Wichtig wird dann aber Absatz 2. Du musst unbedingt T-COM vorher eine Abmahnung erteilen, dass sie die künftigen Sperrungen aussetzen und die Ratenzahlungen gemäß Vereinbarung ungestört durchgeführt werden. Ändert sich trotz Abmahnung nichts, kannst du fristlos vom Vertrag zurücktreten. Absatz 4 ist dabei hoch interessant. Denn der Rücktritt steht weiteren Schadensersatzforderungen nicht im Wege.

Ich hoffe ich konnte helfen. Dennoch empfehle ich dir dringend zu einem Anwalt zu gehen.


----------



## kays (10. Oktober 2008)

Danke das du dir die Mühe gemacht hast um mir weiter zu helfen, finde ich echt klasse  nun weiss ich schon mal bescheid wie es weiter gehen wird.

Ich werde mich heute nachmittag gleich mal mit meinem Rechtsschutz in Verbindung setzten und dort die Sache besprechen.

gruß kays


----------



## riedochs (10. Oktober 2008)

Ich hatte ja auch schon das eine oder andere Problem mit denen. Was bisher immer geholfen hat war den ganzen Sachverhalt denen schriftlich zu erklären. Bisher hat sich bei mir dann alles mit denen zu meiner zufriedenheit gelöst.


----------



## kays (10. Oktober 2008)

Das werd ich auch tun müssen, tut mir ja leid das sagen zu müssen aber bei der T-Com weiß der eine nicht was der andere tut 

So etwas unfreundliches und Unkompetendes hab ich noch nicht erlebt, kein wunder das denen die Kunden wegrennen.

So kays, gaaaaaanz ruhig bleiben und tief durchatmen


----------



## riedochs (10. Oktober 2008)

Ich kann dich beruhigen. Ich habe schon für einen der anderen Großen gearbeitet, da ist es nicht besser.


----------



## killer89 (10. Oktober 2008)

Die Telekomiker sind echt die letzten Drecks***** 
Ich kann einfach nicht zu betonen, dass ich geschlagene *8(!) Monate* auf meinen DSL-Anschluss gewartet hab... weil die es einfach nich gebacken bekommen haben... immerhin haben die einigermaßen ohne Murren die entstandenen Telefonkosten beglichen... das sollte also kein Problem für dich darstellen kays.

Hab neulich auf Arbeit mit einem von denen gesprochen und der meinte auch, dass oben nur Idioten sitzten, die sich nie um ihre Kunden gekümmert haben, immer nur auslagern etc. und Berater auswechseln, sodass keiner mehr vom anderen weiß und man von einem zum anderen Callcenter weitergereicht wird... nene, so kann das nicht weitergehen.
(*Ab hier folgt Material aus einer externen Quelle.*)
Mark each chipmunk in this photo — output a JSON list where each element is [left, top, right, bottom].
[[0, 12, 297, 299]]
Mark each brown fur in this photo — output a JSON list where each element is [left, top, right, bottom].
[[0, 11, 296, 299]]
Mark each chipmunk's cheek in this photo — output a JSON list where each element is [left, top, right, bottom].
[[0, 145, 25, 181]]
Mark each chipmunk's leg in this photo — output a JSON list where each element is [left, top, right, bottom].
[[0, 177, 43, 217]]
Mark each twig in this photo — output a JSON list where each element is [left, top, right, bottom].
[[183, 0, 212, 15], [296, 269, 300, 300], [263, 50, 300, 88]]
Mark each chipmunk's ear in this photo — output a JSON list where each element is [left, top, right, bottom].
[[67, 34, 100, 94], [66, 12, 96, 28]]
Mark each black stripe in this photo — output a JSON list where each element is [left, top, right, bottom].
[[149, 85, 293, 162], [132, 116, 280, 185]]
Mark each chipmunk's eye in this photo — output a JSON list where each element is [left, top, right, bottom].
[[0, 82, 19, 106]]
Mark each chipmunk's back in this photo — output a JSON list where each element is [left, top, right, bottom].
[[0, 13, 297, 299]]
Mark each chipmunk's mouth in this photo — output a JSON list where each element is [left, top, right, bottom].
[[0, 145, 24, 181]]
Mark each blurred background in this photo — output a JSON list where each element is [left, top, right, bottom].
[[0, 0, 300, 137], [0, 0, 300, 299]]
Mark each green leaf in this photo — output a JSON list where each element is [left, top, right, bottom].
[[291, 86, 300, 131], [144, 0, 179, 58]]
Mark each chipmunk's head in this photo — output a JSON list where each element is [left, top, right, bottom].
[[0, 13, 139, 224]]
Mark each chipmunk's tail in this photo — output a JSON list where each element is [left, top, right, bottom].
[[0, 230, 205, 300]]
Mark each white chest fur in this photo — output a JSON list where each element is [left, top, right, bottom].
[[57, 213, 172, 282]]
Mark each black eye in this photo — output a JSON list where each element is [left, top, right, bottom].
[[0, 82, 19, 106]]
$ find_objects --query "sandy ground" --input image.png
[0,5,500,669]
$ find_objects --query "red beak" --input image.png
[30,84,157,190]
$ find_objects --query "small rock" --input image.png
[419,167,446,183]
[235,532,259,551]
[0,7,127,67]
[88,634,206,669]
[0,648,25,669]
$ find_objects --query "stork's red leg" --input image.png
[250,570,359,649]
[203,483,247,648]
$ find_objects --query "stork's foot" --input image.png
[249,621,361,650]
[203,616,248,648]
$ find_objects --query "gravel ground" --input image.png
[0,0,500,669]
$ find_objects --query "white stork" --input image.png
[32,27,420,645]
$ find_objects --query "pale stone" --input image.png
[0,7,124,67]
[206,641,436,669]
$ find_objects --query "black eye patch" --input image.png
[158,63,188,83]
Nur gibts bei mir nichts wirklich anderes als die Telekomiker

MfG


----------



## Maggats (10. Oktober 2008)

killer89 schrieb:


> Hab neulich auf Arbeit mit einem von denen gesprochen und der meinte auch, dass oben nur Idioten sitzten, die sich nie um ihre Kunden gekümmert haben, immer nur auslagern etc. und Berater auswechseln, sodass keiner mehr vom anderen weiß und man von einem zum anderen Callcenter weitergereicht wird... nene, so kann das nicht weitergehen. Nur gibts bei mir nichts wirklich anderes als die Telekomiker
> 
> MfG



das ist aber nicht nur bei t-com so, den ärger hatte ich bei alice auch schon


----------



## riedochs (10. Oktober 2008)

Ist bei den anderen nicht besser.


----------



## kays (11. Oktober 2008)

Hab mich gestern mit meinem Rechtsschutz in Verbindung gesetzt und der meinte folgendes:

Die entstandenen Handykosten soll ich der T-Com in Rechnung stellen
Die Woche in der ich keine DSL und Tel. hatte brauch ich natürlich auch nicht zu bezahlen
Die Sperkosten muss ich auch nicht tragen

Vom Vertrag kann ich nur zurück treten in der zeit in der mir wieder der Anschluss gesperrt wird, dann aber nur in 3 Schritten

1. Frist setzen von 10 Tagen in dem der Anschluss wieder funktionieren muss

passiert nichts

2. Noch eine Frist von 3 tagen geben in denen sie Zeit haben sich darum zu kümmern

dann

3. Fristlose Kündigung

Leider ist vor einem Monat meine Frist abgelaufen rechtzeitig zu Kündigen nun werd ich wohl noch ein Jahr warten müssen bis ich auch dem Vertrag raus komme, oder mir wird wie schon angekündigt wieder der Anschluss gekündigt und ich kann die 3 Schritte anwenden.

grüße kays


----------



## Pokerclock (11. Oktober 2008)

Ich verstehe nicht ganz, warum du zweimal eine Frist setzen musst. Im Gesetz steht ganz klar, dass du nur einmal eine Frist setzen musst und danach zur fristlosen Kündigung berechtigt bist. Wie gesagt §314 II S.1 BGB ist eine Spezialnorm, die nur bei Dauerschuldverhältnissen gilt.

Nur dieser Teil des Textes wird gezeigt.